One of the results of the study was a model of the visual system, or topographic map, with the following properties:
- neighboring neurons process signals from neighboring areas of the retina;
- neurons form a hierarchical structure (image below), where each next level highlights more and more high-level signs (today we already know how to effectively manipulate these signs );
- neurons are organized into so-called columns - computational blocks that transform and transmit information from level to level.

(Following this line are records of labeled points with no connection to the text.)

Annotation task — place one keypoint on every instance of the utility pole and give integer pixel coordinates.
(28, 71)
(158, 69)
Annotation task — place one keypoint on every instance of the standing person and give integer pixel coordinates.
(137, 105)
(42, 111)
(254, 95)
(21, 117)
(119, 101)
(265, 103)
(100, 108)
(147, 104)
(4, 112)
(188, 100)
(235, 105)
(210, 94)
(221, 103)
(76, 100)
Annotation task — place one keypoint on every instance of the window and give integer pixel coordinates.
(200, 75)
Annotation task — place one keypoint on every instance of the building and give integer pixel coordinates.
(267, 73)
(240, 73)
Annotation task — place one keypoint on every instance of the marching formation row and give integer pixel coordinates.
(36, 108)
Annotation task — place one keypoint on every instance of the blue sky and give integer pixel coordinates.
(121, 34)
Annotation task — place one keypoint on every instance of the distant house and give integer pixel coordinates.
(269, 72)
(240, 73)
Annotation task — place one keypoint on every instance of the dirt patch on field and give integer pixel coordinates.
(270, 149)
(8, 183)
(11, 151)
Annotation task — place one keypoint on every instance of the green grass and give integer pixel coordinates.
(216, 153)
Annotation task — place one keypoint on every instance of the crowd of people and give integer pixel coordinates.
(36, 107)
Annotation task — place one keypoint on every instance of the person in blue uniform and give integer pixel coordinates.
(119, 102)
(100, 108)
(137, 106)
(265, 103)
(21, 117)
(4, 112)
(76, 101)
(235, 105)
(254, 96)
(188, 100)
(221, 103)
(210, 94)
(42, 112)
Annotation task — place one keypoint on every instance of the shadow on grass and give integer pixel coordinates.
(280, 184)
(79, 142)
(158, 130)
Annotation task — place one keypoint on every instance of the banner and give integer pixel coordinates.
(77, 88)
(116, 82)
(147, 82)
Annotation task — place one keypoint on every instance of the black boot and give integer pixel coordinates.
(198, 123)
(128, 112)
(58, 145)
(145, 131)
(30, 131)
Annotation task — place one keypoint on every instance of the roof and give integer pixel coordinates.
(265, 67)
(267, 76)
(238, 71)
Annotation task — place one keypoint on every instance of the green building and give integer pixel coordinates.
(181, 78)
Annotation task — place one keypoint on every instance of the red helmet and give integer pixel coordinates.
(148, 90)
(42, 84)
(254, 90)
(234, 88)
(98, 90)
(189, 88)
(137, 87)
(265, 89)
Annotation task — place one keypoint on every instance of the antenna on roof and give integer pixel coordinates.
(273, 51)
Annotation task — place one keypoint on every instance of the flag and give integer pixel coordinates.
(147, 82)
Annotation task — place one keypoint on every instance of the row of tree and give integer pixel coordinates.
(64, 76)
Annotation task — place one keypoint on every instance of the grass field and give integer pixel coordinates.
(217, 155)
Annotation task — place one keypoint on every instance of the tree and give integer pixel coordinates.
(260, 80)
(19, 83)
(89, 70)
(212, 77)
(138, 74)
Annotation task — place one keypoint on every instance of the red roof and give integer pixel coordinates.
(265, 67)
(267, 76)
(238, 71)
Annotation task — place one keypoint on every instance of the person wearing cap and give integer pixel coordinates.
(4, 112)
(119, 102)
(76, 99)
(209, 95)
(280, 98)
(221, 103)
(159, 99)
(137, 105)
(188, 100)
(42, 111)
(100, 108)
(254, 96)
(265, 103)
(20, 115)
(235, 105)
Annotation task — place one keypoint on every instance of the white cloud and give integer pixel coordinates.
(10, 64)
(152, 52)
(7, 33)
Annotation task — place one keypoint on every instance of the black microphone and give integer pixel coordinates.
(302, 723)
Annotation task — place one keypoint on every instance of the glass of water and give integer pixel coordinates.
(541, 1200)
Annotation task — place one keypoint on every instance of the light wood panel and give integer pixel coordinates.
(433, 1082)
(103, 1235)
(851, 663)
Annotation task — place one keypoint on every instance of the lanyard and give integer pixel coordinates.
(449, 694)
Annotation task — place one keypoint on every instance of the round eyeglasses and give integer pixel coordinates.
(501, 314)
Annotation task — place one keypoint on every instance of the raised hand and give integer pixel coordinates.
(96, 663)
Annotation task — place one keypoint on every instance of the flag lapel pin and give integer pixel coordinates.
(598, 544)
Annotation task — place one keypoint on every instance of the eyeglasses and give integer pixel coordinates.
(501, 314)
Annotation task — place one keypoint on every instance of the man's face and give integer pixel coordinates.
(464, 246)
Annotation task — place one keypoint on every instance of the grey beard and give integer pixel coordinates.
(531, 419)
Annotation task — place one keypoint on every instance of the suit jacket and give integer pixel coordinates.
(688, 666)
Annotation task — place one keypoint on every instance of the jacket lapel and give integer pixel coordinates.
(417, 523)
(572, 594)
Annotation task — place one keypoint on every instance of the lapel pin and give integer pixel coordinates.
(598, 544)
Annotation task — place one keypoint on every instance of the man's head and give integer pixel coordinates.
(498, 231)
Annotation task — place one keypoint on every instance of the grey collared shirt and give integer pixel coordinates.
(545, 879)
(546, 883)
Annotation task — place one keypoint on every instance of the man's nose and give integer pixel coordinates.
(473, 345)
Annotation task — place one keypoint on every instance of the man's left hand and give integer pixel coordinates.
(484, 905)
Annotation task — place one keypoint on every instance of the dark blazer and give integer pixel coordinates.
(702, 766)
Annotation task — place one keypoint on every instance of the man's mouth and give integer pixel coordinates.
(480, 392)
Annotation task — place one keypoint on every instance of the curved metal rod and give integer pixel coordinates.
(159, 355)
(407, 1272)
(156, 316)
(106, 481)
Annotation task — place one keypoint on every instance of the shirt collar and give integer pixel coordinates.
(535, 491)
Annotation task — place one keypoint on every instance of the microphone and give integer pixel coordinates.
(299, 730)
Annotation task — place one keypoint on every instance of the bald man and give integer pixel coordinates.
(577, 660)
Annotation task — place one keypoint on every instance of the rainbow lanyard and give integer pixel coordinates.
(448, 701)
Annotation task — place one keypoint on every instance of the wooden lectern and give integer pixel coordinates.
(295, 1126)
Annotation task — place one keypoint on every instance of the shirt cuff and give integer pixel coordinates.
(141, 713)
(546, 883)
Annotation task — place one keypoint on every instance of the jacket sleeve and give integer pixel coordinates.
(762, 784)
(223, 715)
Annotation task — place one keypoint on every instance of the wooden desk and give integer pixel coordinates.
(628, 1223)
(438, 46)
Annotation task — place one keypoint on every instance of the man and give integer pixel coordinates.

The first who tried to put the ideas of Hubel and Wiesel into the program code was Kunihiko Fukushima, who offered two models from 1975 to 1980: the
cognitron and the
neocognitron . These models almost repeated the
biological model , today we call simple cells (simple cells)
convolutions , and complex cells (complex cells)
pooling : these are still the basic building blocks of modern convolutional neural networks. The model was not taught by the error back-propagation algorithm, but by the original heuristic algorithm in the mode without a teacher. We can assume that this work was the beginning of neural network computer vision.
After many years, 1998 came. Winter has passed.
Jan LeKunn , who has long been a postdoc of
one of the authors of an article on the
backpropagation algorithm, publishes a paper (in collaboration with other luminaries of neural networks), in which he mixes ideas of convolutions and pulling with backprop, eventually getting the first working convolutional neural network. It was introduced into the US mail for index recognition. This architecture was a standard template for building convolutional networks until recently: convolution alternates with pooling several times, then several fully connected layers. Such a network consists of 60 thousand parameters. The main building blocks are convolutions of 5 Ă— 5 with a shift of 1 and 2 Ă— 2 of shift with a shift of 2. As you already know, convolutions play the role of feature detectors, and pooling (or subsampling) is used to reduce the dimension by exploiting the fact that the
images have the property local correlation of pixels - neighboring pixels, as a rule, do not differ much from each other. Thus, if you get any aggregate from several neighbors, then the loss of information will be insignificant.
It took another 14 years. Alex Krizhevsky from the same laboratory where LeKun was a postdoc added the last ingredients to the formula. Deep learning = model + learning theory + big data +
iron . GPU allowed to significantly increase the number of trained parameters. The model contains 60 million parameters, three orders of magnitude more; two graphic accelerators were used to train such a model.
Other images of AlexNetData exchange between GPUs
Sizes of layers
In terms of network topology, this is almost the same LeNet, just magnified a thousand times. Several more convolutional layers were added, and the size of the convolution kernels decreases from the input of the network to the output. This is explained by the fact that at the beginning the pixels are highly correlated, and the receptor area can be safely taken large, we still lose little information. Next, we apply pooling,
thereby increasing the density of uncorrelated plots . At the next level, it is logical to take a slightly smaller receptor area. As a result, the authors turned out such a pyramid of bundles of 11 Ă— 11 -> 5 Ă— 5 -> 3 Ă— 3 ...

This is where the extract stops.